While we can never know when we might catch a cold, we can at least shut the window from time to time. That is the insight behind our Dow/Gold macro trading model. It aims to keep you in the stock market so long as there is a decent hope of returns… and to keep you out when the risk of a Big Loss increases.

The two thresholds — the places where we suggest moving in or out — are five and fifteen. When you can buy the Dow for less than five ounces of gold, the risk of a Big Loss is low; it’s time to buy stocks. When you have to pay more than fifteen ounces, on the other hand, it’s time to move out of stocks.

Where are we now?

The ratio is around 16. We’re out.

That is not, however, the whole story. Markets move in broad swings from bull to bear, from rising prices to falling prices and back over long periods. This is what we call the Primary Trend. Grosso modo, stocks are either going up or going down. If they’ve been trending down, we assume that they’ll keep going down until they reach a bottom.

If they’ve been going up, we assume the trend will continue until they reach a top. We don’t know where those bottoms and tops will eventually be found or what exactly will happen in the meantime. But tops and bottoms show up sooner or later, and they are reliably (by definition!) beyond our 5-15 fence lines.

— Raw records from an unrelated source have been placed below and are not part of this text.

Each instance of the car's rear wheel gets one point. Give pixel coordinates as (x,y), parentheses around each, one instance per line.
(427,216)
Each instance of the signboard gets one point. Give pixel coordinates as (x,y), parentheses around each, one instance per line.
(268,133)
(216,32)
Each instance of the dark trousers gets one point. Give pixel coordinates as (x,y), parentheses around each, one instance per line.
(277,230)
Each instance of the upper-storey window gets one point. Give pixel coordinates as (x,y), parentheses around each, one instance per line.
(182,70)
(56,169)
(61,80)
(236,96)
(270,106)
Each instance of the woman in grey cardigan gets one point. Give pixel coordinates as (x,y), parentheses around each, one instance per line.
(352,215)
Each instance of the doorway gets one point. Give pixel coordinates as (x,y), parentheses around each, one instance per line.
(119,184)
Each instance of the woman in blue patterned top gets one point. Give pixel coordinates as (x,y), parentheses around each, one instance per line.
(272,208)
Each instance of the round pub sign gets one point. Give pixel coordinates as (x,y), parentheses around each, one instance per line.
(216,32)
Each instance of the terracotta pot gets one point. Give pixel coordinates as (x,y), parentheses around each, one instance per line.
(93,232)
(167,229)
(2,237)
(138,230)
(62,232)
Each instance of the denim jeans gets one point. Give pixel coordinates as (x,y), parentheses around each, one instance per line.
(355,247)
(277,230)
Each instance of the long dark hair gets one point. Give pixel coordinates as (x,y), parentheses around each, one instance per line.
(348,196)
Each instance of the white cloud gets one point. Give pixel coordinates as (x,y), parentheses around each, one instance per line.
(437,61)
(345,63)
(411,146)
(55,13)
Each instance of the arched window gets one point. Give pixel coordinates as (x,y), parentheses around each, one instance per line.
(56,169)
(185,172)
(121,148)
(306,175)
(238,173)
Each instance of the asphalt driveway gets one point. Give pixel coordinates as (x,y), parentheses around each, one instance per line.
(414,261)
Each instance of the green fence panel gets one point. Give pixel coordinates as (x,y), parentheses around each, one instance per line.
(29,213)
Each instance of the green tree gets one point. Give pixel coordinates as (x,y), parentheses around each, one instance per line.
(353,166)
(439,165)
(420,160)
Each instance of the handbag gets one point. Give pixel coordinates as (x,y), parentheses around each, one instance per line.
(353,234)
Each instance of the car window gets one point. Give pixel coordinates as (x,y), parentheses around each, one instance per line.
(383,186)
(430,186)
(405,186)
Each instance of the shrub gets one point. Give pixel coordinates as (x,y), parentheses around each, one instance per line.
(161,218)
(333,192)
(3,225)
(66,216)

Currently, stocks have been going down (in terms of gold) since 2000. This is at odds with what everyone believes. Although stocks have gone up a lot in nominal dollar terms, gold has gone up even more. From forty ounces of gold to buy the Dow stocks, it now takes only sixteen.

The logical place to be when you are out of stocks is in gold itself.   But gold has its moods, too. Right now, it is relatively expensive. It wouldn’t be surprising to see the price go down – shaking recent passengers off the bus – before it resumes its drive to its ultimate destination, under 5 ounces to the Dow.

Of course, gold is not the only ‘safe haven.’  You could be in cash. Or real estate. Art. Or… even a few carefully selected stocks.

The Dow/Gold model speaks for the stock market generally… for the averages… for the great mass of the stock market, not for specific companies. There are always some that resist the Primary Trend. And other companies pay such nice dividends that you don’t care if the stock price goes down.

New products, technologies, and opportunities also emerge even when the Primary Trend is down.

The Dow/Gold macro model is not a straitjacket. It’s a flak jacket. It helps protect you from the Big Loss.